We know that patients and doctors tend to overestimate the benefits of treatment and underestimate the harms. We also know that people’s natural optimism is often boosted by the systematic optimism bias of the medical literature (Br J Psych 2010;197:441-7, doi:10.1192/bjp.bp.110.078006; PLoS One 2014;9(5):e98246, doi:10.1371/journal.pone.0098246). But in the case of percutaneous coronary intervention there is no such excuse. Experts and guidelines are clear: it improves symptoms but not survival. Nor does it reduce the risk of myocardial infarction. It should be offered to patients with stable coronary artery disease only if medical treatment is failing to manage their angina.

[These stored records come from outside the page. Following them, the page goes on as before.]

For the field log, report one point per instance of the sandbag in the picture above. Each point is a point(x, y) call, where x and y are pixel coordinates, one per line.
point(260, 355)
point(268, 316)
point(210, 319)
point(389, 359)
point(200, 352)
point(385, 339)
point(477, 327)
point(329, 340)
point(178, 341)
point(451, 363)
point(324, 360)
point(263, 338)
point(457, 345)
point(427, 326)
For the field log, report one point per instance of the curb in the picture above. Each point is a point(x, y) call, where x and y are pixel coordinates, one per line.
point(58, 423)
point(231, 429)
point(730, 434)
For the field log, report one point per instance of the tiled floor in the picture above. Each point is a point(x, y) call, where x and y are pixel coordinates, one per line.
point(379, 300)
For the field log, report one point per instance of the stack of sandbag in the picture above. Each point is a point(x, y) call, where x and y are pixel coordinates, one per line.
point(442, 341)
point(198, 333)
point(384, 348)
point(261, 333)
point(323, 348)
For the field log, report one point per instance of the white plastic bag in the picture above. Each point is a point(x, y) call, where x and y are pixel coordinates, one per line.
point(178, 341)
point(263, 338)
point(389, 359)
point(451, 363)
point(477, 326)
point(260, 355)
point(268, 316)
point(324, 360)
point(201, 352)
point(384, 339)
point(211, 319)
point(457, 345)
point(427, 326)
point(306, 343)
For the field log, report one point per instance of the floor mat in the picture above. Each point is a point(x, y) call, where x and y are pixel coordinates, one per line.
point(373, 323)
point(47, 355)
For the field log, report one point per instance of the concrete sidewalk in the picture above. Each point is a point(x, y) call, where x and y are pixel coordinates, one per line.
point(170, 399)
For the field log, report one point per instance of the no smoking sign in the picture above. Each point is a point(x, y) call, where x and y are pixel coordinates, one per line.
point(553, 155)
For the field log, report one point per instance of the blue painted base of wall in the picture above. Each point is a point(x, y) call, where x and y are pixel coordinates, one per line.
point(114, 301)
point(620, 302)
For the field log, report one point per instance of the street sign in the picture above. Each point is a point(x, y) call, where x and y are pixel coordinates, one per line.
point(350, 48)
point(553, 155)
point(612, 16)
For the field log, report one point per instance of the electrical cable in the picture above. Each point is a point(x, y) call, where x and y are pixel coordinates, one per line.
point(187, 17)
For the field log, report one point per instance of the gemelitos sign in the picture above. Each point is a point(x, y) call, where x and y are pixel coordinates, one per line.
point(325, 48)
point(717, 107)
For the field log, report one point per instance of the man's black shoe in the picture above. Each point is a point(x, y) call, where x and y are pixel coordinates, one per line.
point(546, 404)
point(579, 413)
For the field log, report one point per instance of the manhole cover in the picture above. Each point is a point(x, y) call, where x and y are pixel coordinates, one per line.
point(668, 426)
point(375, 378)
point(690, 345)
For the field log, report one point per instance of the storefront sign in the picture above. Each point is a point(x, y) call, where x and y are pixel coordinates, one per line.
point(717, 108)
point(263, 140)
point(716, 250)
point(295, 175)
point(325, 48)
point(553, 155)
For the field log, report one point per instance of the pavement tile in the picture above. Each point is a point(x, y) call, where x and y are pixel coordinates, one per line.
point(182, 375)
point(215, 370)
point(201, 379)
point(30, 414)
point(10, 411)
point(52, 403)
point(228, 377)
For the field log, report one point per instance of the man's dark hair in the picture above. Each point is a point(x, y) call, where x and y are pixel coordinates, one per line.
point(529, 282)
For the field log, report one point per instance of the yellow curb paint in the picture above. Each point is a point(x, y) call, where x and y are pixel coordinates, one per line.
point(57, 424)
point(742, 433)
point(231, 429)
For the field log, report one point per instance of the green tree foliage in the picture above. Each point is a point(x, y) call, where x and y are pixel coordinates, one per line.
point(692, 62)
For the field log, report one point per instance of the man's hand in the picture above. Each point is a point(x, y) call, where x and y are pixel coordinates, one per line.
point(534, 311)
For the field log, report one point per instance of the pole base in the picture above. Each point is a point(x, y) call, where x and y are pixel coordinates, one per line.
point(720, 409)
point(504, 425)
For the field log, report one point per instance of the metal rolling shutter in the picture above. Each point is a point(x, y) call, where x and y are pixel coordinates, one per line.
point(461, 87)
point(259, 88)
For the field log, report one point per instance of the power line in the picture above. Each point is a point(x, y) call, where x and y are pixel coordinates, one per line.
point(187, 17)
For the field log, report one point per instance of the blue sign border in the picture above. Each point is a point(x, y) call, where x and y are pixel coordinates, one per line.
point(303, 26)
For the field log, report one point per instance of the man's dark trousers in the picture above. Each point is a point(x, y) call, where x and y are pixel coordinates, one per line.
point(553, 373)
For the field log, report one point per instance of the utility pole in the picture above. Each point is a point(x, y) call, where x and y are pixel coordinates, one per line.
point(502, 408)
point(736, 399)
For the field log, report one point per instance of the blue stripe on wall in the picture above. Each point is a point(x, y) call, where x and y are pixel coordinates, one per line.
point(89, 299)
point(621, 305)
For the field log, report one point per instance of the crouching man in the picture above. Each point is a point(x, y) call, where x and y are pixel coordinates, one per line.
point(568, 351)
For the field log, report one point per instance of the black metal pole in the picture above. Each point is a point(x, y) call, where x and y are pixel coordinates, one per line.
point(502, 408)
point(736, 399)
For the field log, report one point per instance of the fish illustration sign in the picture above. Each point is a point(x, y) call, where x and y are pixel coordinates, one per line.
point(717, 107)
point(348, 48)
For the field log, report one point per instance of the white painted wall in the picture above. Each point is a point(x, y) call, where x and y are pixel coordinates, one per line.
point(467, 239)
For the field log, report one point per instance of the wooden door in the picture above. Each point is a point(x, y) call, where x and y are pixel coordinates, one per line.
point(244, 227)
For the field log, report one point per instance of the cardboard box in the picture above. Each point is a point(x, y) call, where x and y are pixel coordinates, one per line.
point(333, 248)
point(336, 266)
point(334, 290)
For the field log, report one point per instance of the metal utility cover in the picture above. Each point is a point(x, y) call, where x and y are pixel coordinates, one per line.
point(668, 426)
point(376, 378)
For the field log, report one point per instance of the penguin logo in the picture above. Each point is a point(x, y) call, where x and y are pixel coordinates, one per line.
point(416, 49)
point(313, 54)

Despite this clarity, Faraz Kureshi and colleagues confirm that patients still believe that it will do more than just control their symptoms (BMJ 2014;349:g5309, doi:10.1136/bmj.g5309). Of about 1000 patients surveyed, the vast majority thought that the procedure would extend or save their lives and would prevent myocardial infarction. Only 1% correctly reported that relief of symptoms was the only expected benefit.

Efforts to improve informed participation of patients in decision making are clearly failing. In what I believe is our first editorial coauthored by patients, Jeff Whittle and colleagues ask why this might be (BMJ 2014;349:g5613, doi:10.1136/bmj.g5613). The three coauthor patients all have personal or family experience of coronary revascularisation. Their views may prompt new thinking. One recalled that, although there was no statement that the procedure would prolong life, he sensed that the surgeon thought it would. Another was made aware of the seriousness of his condition and congratulated on its early discovery, which perhaps suggested that intervention would change the course of the disease. A third noted that having lots of time for questions doesn’t help if the patient doesn’t know which questions to ask.

Our editorialists consider what they acknowledge might be considered a heretical question: does it matter if patients don’t have an entirely accurate understanding of the benefits of treatment? They conclude that it may not—and they even say that insisting that patients understand that treatment won’t prolong life may be demoralising.

Some of us may find this hard to swallow. What of the risks of overtreatment based on unrealistic expectations? In their study Kureshi and colleagues found that patients’ level of understanding varied between the 10 different sites and that the informed consent procedures differed. It may take only a few words to give a patient a false impression of what they can expect from a procedure.

I’m reminded of one of Daniel Sokol’s recent columns (BMJ 2014;348:g2192, doi:10.1136/bmj.g2192). Consent should not be something we do to patients, he said. It should be seen more as a unique gold coin. “The clinician should not snatch it away, abruptly, deceptively, or without careful explanation. He or she should explain why the patient may wish to hand over the coin. What will the patient get in return? What if the patient wishes to keep it? Explaining all this can take time and skill. It is a two way process, but ultimately the decision remains with the patient.”